People don't really understand my OCD. They have a very narrow view of the term. To the vast majority it's all about numbers, counting, math, lists, etc. I don't really have those behaviours. I do have alittle quirk about walking on tilled floors, but most people don't even notice. And in fact, I rarely notice these days because it's been a habit since childhood. The clean list maker has a counter part who is equally OCD. The Hoarder. This is also where I sit. I am a apperingly messy person who seems to like to live in chaos. Ha, right actually I do. But to me it's not messy. I know where everything is...for the most part. If I don't then whatever, it's kicking around somewhere. I'll find it. I own 7 garbage bags full of shoes, some of which I've never worn. Haha that is OCD.

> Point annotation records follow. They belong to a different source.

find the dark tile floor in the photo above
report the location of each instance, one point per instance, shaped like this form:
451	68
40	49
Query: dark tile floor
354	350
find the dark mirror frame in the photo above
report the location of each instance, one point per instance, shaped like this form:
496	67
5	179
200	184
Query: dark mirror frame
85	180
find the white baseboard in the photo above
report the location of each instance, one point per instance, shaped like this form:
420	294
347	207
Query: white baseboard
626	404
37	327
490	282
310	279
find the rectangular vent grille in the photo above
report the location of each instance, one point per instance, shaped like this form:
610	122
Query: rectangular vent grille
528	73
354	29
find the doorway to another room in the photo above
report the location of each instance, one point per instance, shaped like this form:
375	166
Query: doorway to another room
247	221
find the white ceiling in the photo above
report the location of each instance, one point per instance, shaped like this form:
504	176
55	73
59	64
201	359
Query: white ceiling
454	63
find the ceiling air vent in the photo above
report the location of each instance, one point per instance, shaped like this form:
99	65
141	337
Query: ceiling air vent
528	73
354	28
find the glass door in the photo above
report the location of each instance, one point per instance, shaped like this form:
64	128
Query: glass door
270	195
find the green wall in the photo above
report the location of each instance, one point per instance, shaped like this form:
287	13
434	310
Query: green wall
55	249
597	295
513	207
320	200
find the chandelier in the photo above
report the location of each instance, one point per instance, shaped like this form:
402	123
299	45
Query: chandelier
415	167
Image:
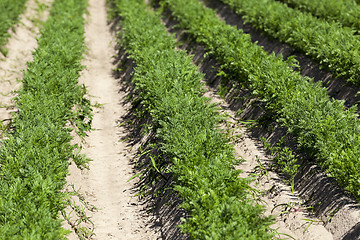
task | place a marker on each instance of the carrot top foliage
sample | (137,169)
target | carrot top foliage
(9,15)
(34,159)
(323,128)
(198,155)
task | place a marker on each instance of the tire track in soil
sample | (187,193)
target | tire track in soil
(20,45)
(105,185)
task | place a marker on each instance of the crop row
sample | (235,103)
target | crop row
(197,154)
(323,129)
(334,47)
(9,15)
(346,12)
(35,157)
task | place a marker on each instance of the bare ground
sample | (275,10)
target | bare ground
(112,208)
(20,46)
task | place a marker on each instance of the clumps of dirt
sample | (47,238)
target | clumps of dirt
(19,47)
(337,88)
(318,208)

So ya just happy to see that they're showing other sides of the disorder. Because as with most metal illness they treat people differently. I find it interesting to see. Although I am in general intested in health and wellness. So ya, it's kind of up my ally.

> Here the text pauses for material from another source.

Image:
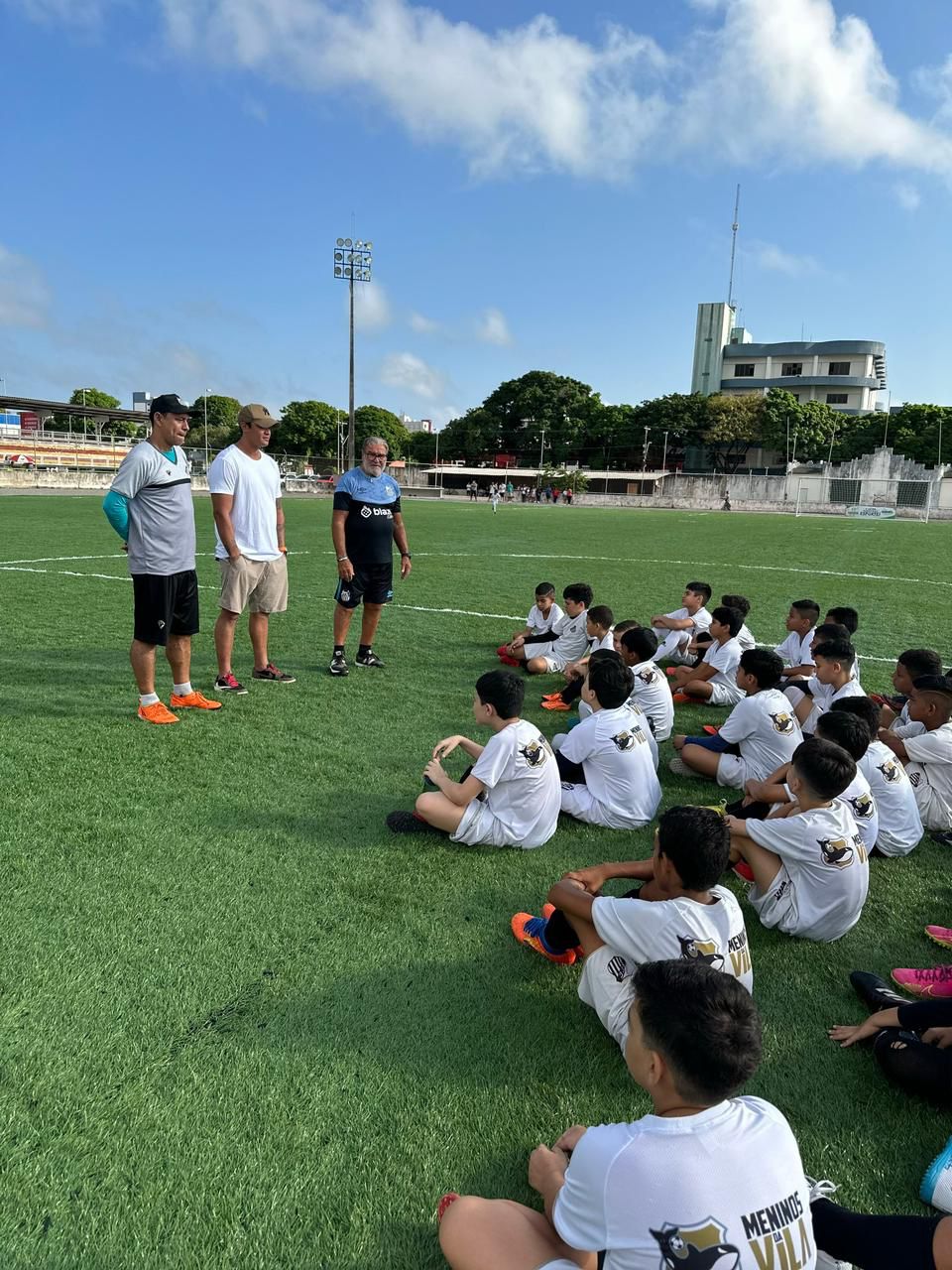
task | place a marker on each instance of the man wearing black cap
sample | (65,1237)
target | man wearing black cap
(150,508)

Anyways enough for now. I'm starting to feel a rise of anger at a certain someone fairly random. I don't want to turn this post into a bitchfest ;)

Also check out My Farm - Around the World on DS. If you like games where you get to build and grow a project this ones for you. Lots of cute animals to boot!

Lator Gators!

Monday, May 25, 2009

Actually Excited And The Inane


Hey all! My birthday is comming up...I'm getting...Old. Yet inspite of this fact I'm actually looking forward to it this year. Whether I do something grandiose or not; I'm okay with it.


I spend enitirely too much time on my iPhone. Me and J must play monopoly again. Normally I hate that game because it takes to long, but with the app it's so much easier. No one is stuck with the crappy job of being the banker. A job I always use to end up with because I think my math skills are just a slight less tragic then my sisters. Not by much though!


I have been feeling very artistic lately. Disorders manifestation without drugs to inhibit their possibilities? Maybe? Scary to think that way though. Whenever your finding the benefits to such a thing you do have to wonder. Although things can't be entirely bad all the time. Things do have to have a good point to them. I suppose that's all I'm really saying. It's just I'm enjoying life so much with out the psyc meds that I am scared to give it up. I don't know what I'd do if it came down to a serious decison. Sanity vs Creativity. Honestly I'd rather be creative.



Anyways time for me to play some "My Farm - Around the World" on DS. I have a little green duck named Andy...he is very cute. I won't be selling him to become noms!


AliensVsMonsters

So this is how I think the movie should have been. Notice the Monster is winning. I'm less scared of monsters then I am Aliens!